My rather lengthy analysis of the problem(s) follows.
I tried to trace the problem and seem to have found two separate problems
with the implementation of cgi's on the Washington Post server. The first
is rather straightforward and involves the manner in which your CGIs
perform searches for keywords.
For example, in the following document:
Linkname: WashingtonPost.com: Federal Community News
URL:
http://www.washingtonpost.com/wp-srv/national/longterm/fedcom/c
ausey/causey.htm
activating the following link (i.e. initiating a search for all recent
articles written by Michael Causey):
Linkname: Causey's latest
Filename:
http://www.washingtonpost.com/cgi-bin/search?RELEVANCE_RANK=0&T
OTAL_HITLIST=20&DB_NAME=WPlate&ALL=causey%3Abyline
results in the following document:
Linkname: Washington Post: Search Results
URL:
http://www.washingtonpost.com/cgi-bin/search?RELEVANCE_RANK=0&T
OTAL_HITLIST=20&DB_NAME=WPlate&ALL=causey%3Abyline
which is fine and dandy, except that all the links in that document are of
the following form:
Linkname: Healthy Incentive to Retire
Filename:
http://www.washingtonpost.com/../wp-srv/WPlate/1996-12/15/110L-
121596-idx.html
The .. throws the server off-course when Lynx tries to GET that URL. The
problem seems to be with the CGI which is searrching the site, since it
resides in the /cgi-bin directory, it's taking Unix paths (using .. to
refer to the parent directory) and using them as URLs. Or this is my
interpretation of the situation. Kindly see if anything can be done about
this. I wasn't able to find bad URLs of this sort on your site itself, so
I'd say its only a problem with the manner in which the searches are
implemented, it should be reasonably straightforward to fix.

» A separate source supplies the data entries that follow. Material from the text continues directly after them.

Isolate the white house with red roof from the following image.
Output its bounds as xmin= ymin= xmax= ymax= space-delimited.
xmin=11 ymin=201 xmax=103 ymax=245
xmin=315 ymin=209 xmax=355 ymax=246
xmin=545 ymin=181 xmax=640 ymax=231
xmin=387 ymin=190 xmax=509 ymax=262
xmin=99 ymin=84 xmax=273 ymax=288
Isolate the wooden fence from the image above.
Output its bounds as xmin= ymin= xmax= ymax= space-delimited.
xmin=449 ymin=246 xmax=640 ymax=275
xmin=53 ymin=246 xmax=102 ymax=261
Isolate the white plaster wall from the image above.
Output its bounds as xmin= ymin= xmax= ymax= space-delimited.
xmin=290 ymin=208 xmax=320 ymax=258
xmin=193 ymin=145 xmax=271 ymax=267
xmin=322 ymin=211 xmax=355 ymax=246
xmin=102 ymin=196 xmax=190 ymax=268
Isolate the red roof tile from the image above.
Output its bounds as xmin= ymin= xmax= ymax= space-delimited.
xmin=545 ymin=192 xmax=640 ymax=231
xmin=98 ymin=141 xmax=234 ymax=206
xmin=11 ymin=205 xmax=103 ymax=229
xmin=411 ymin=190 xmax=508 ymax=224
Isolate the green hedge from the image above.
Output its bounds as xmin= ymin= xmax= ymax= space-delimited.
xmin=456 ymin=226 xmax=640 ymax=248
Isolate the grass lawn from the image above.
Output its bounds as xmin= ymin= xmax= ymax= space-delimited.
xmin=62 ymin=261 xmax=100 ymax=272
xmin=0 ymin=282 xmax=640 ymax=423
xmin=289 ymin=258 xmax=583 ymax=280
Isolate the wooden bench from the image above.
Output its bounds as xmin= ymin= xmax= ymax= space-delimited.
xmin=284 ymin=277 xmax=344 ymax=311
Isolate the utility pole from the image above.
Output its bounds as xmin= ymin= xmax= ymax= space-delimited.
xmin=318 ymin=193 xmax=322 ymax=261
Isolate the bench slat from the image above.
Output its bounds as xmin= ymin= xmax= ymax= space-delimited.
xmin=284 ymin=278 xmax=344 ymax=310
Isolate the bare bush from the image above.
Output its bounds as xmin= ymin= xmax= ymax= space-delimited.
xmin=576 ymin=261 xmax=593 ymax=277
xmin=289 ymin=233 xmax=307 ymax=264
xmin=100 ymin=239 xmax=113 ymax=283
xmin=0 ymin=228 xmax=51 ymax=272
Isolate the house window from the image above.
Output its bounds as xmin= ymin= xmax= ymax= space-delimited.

The second problem is more complex (relatively) and occurs on the main
page itself (though there are similar problems all over the site). It
involves the "pop-up boxes" that permit users to select one particular
section of the paper. For example in the following document:
Linkname: Welcome to WashingtonPost.com
URL: http://www.washingtonpost.com/
the following link exhibits this problem:
Linkname: Go
Method: POST
Action: http://www.washingtonpost.com/cgi-bin/navigate.py
What happens when this link is activated is that the currently selected
item in the pop-up box is sent to the server. The CGI churns away,
processes the request, and returns a code 302 "Moved temporarily". This is
fine, but Lynx in compliance with the HTTP 1.0 protocol (which your server
advertises itself as) then proceeds to redirect the post content, after
having asked the user whether they wish to do this. Unfortunately, the
CGI appears to be reelying on the expressly incorrect behaviour of some
user-agents (browsers) to change post redirects into GET requests. Lynx
2.6 will not do this. Ideally, for the functionality you desire the CGI
should return a code 303, which is a new implimentation in the draft HTTP
1.1 designed especially for this purpose (POST scripts that redirect the
user-agent to a real document). I've excerpted the relevant portions of
HTTP 1.0 and HTTP 1.1 for your information:
-------- HTTP 1.0 <URL:http://ds.internic.net/rfc/rfc1945.txt> ----------
9.3 Redirection 3xx
This class of status code indicates that further action needs to be
taken by the user agent in order to fulfill the request. The action
required may be carried out by the user agent without interaction
with the user if and only if the method used in the subsequent
request is GET or HEAD. A user agent should never automatically
redirect a request more than 5 times, since such redirections usually
indicate an infinite loop.
300 Multiple Choices
This response code is not directly used by HTTP/1.0 applications,
but serves as the default for interpreting the 3xx class of
responses.
The requested resource is available at one or more locations.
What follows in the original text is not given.